La cosa curiosa è che ha riconosciuto quella voce senza riconoscerla. Per essere più precisi, ha sentito una stretta al cuore come per un forte spavento ma, al tempo stesso, non ha capito il perché.

C’è qualcuno lì, un’ombra che non cerca di ripararsi dal diluvio. Non tenta di assalirlo. Se ne sta immobile, con le braccia lungo i fianchi. E in quell’atteggiamento P.M. percepisce un che di umile e minaccioso a un tempo, o di così indifferente da non sembrare neanche umano. Persino i mendicanti di Nogales, nella parte messicana, si prendevano la briga, poco prima, di cercare rifugio nei portoni.

Ha già capito. È impossibile, eppure sa che è vero.

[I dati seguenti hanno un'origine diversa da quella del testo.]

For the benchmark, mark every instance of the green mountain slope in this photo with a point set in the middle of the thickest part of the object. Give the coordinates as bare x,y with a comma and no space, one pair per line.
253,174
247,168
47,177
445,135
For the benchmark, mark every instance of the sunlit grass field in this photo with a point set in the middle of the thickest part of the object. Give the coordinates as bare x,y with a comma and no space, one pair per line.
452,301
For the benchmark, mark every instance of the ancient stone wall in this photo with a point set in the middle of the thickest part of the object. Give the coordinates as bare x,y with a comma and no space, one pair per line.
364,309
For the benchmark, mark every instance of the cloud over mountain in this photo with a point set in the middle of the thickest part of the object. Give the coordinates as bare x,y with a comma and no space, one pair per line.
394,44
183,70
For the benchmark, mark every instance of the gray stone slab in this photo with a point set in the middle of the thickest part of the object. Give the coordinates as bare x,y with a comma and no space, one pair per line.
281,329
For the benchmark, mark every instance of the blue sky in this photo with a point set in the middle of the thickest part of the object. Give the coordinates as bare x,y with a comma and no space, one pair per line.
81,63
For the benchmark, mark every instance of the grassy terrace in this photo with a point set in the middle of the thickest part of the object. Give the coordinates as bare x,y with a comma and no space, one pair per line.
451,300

Anche lui vorrebbe pronunciare un nome, o meglio, un soprannome; ma non osa, si guarda attorno terrorizzato, aspettandosi di veder spuntare da un momento all’altro i fari della macchina di Nora.

Il conflitto di P.M. emerge al suono di una semplice parola: Pat. Un nome che lo riporta a un passato che ha voluto cancellare, un passato che detestava come quel nomignolo. Un passato che da circa vent’anni ha tenuto lontano, nascondendolo persino alla propria compagna, Nora, come intuiamo dal timore che prova al pensiero che lei torni da un momento all’altro.

Nell’attacco del romanzo P.M. ci viene descritto come un uomo dal pugno fermo, così autocontrollato da contare i bicchieri di whisky anche quando si ferma a bere in un bar. È un uomo che si è fatto da solo, un gran lavoratore, così diverso dall’ombra che, peggio di un mendicante, neppure si ripara dalla pioggia. Quella figura che incarna il passato da lui estirpato con ogni forza, come un cancro riformatosi senza preavviso, proprio lì, a casa sua, nella vita che faticosamente si è costruito.

La cosa più sconcertante era che Donald ascoltava tutti quei discorsi come se non lo riguardassero minimamente. Lil lo trovava triste? No, non era affatto triste: era indifferente, e lo era in modo odioso. Se ne stava lì, con aria imperturbabile, a mangiare le sue uova al bacon come se niente fosse, tranquillo come se si trovasse a casa sua, con Mildren e i bambini.

Guardava nel vuoto – guardava, oltre la finestra, la pioggia che ricominciava a cadere.

Chi dei due, in fin dei conti, stava rischiando di più? Era questo che mandava in bestia P.M. Sì, certo, c’era la possibilità che Donald venisse arrestato. E allora? Era evaso dal carcere, no? Dove, a rigor di logica, sarebbe dovuto rimanere ancora per parecchi anni. E del resto era lui che se l’era meritata, la galera, non P.M.

Qui vediamo il punto di vista di P.M. e le radici del suo conflitto.

Quel fratello apatico, indifferente, evaso di galera e che va a casa sua come se nulla fosse. Quel fratello che merita la galera, diversamente da lui.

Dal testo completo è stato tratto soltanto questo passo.